To date, only a limited number of cases on damages for breach of competition law have been heard by the Danish courts, and most of these cases concern damages as a consequence of anticompetitive agreements. Moreover, all cases concern damages for infringements before the new Danish Act on implementation of the Damages Directive (EU Directive 2014/104) entered into force. Consequently, case law gives no guidance on how the new damages claim regime works.

The difficulties of determining the loss were at issue in a 2006 case about an electricity cartel. The municipality of Copenhagen claimed to have suffered a loss as a consequence of a bid-rigging cartel for electricity works. The City Court of Gentofte agreed with the municipality that the standard of proof should be mitigated with regard to the loss. Although the competition authorities had stated in press releases that the excess amounted to 20 per cent (320,000 kroner), the City Court found that the counterfactual situation without a cartel would most likely have resulted in a price which was only 50,000 kroner lower (3 per cent).

In a case from 2008, Skandinavisk Motor Co, which produced spare parts for cars, had been found to have abused its dominant position by giving loyalty rebates on the market for Skoda spare parts. One of its competitors, TW Autodele, claimed damages based on a discretionary assessment of its own market share and the defendant’s market share in absence of the abuse. The City Court of Glostrup found that the TW Autodele’s loss was not substantiated with any actual data or calculations; there was no solid evidence suggesting that TW Autodele’s market share, in the absence of the abuse, would have increased proportionately, and the case against Skandinavisk Motor Co was dismissed.

A recent judgment rendered by the Maritime and Commercial Court on 15 January 2015 was about whether Cheminova A/S, a company primarily producing crop protection products, had suffered a loss for which Akzo Nobel Functional Chemicals BV and Akzo Nobel Base Chemicals AB were liable owing to their participation in a price and market cartel on the market for MCAA. Cheminova had bought the MCAA-mixture, Azonol, from the Akzo Nobel-companies for many years.

The damages case arose as a consequence of the Commission’s decision of 19 January 2005 in which six Akzo Nobel-companies (including the two defendants) were imposed a fine for participating in a price-fixing and market cartel in the market for MCAA during the period 1986–2000.

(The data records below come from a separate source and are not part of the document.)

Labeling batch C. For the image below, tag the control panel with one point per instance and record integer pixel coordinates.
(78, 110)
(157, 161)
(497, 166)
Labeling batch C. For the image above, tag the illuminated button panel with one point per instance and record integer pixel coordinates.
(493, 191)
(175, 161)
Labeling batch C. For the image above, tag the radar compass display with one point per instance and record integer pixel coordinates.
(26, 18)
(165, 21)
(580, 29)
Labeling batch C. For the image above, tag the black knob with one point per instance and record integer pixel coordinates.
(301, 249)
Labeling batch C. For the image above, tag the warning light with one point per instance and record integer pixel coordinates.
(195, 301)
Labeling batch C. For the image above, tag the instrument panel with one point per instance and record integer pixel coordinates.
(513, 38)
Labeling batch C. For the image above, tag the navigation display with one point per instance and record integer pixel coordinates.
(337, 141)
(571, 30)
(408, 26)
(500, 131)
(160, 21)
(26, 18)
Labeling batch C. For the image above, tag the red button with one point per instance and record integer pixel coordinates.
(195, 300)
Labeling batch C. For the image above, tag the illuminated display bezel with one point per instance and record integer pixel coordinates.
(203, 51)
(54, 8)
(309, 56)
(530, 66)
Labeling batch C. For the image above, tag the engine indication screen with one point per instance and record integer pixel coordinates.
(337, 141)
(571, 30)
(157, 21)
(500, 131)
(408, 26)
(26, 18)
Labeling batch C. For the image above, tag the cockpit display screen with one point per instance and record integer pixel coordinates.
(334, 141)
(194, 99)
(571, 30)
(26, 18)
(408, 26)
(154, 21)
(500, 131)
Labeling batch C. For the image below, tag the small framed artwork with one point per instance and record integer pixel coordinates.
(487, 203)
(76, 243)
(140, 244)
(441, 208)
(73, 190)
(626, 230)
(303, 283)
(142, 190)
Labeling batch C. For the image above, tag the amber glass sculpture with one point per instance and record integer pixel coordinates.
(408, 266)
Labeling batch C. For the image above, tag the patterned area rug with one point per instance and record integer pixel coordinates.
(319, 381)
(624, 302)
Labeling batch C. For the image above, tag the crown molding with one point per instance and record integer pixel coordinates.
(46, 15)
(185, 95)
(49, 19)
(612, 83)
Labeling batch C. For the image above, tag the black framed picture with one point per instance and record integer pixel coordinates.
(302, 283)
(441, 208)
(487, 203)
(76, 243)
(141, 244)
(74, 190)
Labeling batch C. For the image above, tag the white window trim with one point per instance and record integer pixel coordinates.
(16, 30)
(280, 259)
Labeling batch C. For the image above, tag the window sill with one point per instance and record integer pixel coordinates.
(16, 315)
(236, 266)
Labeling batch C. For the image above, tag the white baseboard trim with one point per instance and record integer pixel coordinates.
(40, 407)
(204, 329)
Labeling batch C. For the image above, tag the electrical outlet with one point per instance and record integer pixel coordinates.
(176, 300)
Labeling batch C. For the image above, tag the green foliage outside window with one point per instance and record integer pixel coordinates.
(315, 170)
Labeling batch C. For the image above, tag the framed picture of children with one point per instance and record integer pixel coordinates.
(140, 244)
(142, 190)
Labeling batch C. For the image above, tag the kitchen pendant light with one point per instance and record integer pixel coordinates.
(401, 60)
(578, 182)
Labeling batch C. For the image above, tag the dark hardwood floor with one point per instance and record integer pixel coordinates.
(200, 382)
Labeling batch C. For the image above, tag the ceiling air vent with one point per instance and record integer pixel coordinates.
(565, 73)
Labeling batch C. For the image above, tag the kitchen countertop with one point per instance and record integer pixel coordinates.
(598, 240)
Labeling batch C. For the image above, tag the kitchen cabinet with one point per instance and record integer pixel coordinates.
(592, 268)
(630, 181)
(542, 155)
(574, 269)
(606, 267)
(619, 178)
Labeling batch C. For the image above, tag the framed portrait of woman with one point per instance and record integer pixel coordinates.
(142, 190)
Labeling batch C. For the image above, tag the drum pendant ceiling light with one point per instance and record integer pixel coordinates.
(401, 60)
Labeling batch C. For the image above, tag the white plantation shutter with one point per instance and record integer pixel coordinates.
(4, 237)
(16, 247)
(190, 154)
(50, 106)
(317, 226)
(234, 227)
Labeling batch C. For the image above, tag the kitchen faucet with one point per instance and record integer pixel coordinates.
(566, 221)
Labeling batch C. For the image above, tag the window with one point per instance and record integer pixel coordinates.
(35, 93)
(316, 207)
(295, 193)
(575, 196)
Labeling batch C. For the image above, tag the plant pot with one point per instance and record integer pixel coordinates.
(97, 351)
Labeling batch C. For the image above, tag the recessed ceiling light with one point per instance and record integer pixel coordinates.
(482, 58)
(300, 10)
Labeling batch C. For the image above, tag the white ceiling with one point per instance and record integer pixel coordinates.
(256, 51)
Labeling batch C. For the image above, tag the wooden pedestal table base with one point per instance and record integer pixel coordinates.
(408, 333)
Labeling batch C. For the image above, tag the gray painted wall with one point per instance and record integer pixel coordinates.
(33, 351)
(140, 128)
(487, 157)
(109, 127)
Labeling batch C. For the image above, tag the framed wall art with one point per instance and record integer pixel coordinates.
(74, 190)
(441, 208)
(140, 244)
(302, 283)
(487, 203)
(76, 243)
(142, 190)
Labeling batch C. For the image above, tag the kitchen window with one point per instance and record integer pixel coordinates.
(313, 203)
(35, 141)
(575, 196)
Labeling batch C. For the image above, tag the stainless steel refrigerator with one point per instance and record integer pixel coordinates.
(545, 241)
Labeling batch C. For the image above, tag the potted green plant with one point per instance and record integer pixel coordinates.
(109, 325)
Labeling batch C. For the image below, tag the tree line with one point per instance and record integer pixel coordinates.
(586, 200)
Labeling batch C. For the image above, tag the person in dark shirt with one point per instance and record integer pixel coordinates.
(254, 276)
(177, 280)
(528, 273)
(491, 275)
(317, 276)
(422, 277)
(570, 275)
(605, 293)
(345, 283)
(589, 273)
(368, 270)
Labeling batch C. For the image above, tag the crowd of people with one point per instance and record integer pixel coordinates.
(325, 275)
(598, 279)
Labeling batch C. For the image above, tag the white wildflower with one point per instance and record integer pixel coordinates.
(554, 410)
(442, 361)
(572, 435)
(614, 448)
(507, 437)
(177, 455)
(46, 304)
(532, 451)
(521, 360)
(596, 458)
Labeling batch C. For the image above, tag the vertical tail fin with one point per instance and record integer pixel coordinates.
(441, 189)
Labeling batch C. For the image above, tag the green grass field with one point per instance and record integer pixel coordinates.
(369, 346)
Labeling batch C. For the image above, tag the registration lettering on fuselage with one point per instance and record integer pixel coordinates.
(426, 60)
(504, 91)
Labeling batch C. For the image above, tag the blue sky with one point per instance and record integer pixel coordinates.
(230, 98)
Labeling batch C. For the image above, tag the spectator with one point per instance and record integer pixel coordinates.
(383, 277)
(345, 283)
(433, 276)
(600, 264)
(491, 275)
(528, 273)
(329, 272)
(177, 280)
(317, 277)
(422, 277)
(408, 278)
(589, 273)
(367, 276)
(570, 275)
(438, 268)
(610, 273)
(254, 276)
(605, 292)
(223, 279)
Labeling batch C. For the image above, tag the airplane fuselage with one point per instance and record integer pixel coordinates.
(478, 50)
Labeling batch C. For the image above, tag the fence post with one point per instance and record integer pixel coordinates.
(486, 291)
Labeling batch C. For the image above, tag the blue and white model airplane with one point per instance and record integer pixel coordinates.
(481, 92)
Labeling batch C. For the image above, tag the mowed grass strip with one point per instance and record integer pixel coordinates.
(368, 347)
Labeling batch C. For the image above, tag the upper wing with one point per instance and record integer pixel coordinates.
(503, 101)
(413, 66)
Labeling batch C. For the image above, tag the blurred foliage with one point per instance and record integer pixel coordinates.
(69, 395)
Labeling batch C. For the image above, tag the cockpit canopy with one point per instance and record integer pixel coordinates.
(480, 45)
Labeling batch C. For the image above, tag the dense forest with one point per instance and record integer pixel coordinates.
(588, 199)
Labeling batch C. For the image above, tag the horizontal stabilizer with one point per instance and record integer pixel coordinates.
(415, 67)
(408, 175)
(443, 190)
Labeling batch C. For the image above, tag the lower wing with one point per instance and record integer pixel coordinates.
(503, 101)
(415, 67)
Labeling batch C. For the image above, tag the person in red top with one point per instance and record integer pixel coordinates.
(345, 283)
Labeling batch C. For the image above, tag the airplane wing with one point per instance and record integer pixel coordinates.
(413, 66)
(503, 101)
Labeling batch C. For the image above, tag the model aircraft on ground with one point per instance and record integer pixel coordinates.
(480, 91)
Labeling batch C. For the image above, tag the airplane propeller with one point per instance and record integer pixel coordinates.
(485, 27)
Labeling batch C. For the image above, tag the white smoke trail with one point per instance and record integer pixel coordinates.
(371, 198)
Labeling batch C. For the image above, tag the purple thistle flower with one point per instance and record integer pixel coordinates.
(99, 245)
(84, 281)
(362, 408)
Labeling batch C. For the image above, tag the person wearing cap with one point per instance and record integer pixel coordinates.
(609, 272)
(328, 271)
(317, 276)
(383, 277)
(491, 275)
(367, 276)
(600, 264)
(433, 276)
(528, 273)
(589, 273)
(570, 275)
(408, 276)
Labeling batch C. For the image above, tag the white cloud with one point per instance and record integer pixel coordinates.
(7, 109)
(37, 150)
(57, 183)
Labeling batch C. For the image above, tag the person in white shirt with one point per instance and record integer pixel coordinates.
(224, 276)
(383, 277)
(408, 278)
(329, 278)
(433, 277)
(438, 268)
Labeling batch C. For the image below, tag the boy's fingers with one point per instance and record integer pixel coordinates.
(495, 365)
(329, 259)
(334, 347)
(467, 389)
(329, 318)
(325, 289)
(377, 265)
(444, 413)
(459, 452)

The defendants in the case before the Maritime and Commercial Court acknowledged the basis of liability, including causation and foreseeability, but denied that Cheminova had suffered a loss. The case was subject to a court-appointed expert survey and valuation where the expert assessed, inter alia, which calculation model was most appropriate for calculating potential overprices of the product, the size of the potential overprices and percentage of Cheminova’s costs which could be deemed to have passed on to customers. The court fixed Cheminova’s total losses at 10.71 million kroner without specifying any details of the calculation. Cheminova had claimed damages in the amount of 47.2 million kroner.